16. Hukuk Dairesi Esas No: 2020/8486 Karar No: 2020/4535 Karar Tarihi: 21.10.2020
Yargıtay 16. Hukuk Dairesi 2020/8486 Esas 2020/4535 Karar Sayılı İlamı
Özet:
Davanın konusu, taşınmazın orman tahditinde orman sınırları içinde bırakılması ve orman tahditinin iptali ile taşınmazın davacı adına tescili talebidir. Mahkeme, davanın hak düşürücü süre nedeniyle reddine karar vermiş ve bu karar temyiz edilmiştir.
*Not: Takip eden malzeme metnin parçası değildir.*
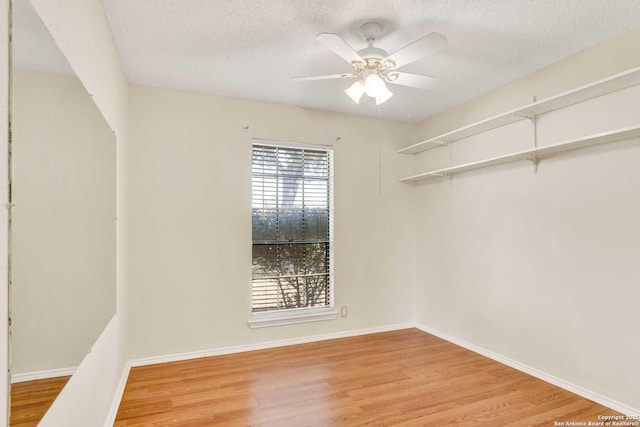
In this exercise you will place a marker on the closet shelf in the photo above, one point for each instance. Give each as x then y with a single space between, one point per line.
533 154
583 93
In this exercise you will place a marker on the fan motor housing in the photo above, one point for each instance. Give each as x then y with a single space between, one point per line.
372 52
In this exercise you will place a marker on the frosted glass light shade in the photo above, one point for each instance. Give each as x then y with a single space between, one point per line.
355 91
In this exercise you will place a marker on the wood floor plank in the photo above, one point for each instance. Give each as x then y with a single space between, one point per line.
30 400
402 377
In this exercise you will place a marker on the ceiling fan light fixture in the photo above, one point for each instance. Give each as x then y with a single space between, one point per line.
355 91
383 96
374 85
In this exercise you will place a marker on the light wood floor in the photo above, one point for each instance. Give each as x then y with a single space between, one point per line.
30 400
404 377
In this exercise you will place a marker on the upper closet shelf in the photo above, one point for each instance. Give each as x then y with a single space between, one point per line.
532 154
583 93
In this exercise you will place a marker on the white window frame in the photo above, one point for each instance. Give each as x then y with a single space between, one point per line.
306 314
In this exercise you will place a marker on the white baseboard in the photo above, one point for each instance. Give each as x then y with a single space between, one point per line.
261 346
41 375
117 397
559 382
113 411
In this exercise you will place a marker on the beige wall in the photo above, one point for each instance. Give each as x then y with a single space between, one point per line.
540 267
4 213
81 30
63 228
190 217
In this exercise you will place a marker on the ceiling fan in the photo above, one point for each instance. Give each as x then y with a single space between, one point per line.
373 67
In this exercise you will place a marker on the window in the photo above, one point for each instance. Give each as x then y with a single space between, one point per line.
292 229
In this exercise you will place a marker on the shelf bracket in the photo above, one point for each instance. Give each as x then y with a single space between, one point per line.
526 116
Ancak Yargıtay, dava konusu taşınmazın bulunduğu yerde kesinleşmiş orman kadastrosunun bulunduğunu ve 6831 sayılı kanunun 11/1. maddesine göre, bu tarihten itibaren 10 yıl geçtikten sonra kadastrodan önceki hukuki sebeplere dayanarak Hazine hariç itiraz olunamayacağını ve dava açılamayacağını belirtmiştir. Bu nedenle, mahkemenin kararı bozulmuştur. Kararda geçen kanun maddesi: 6831 sayılı Orman Kanunu'nun 11/1. maddesi.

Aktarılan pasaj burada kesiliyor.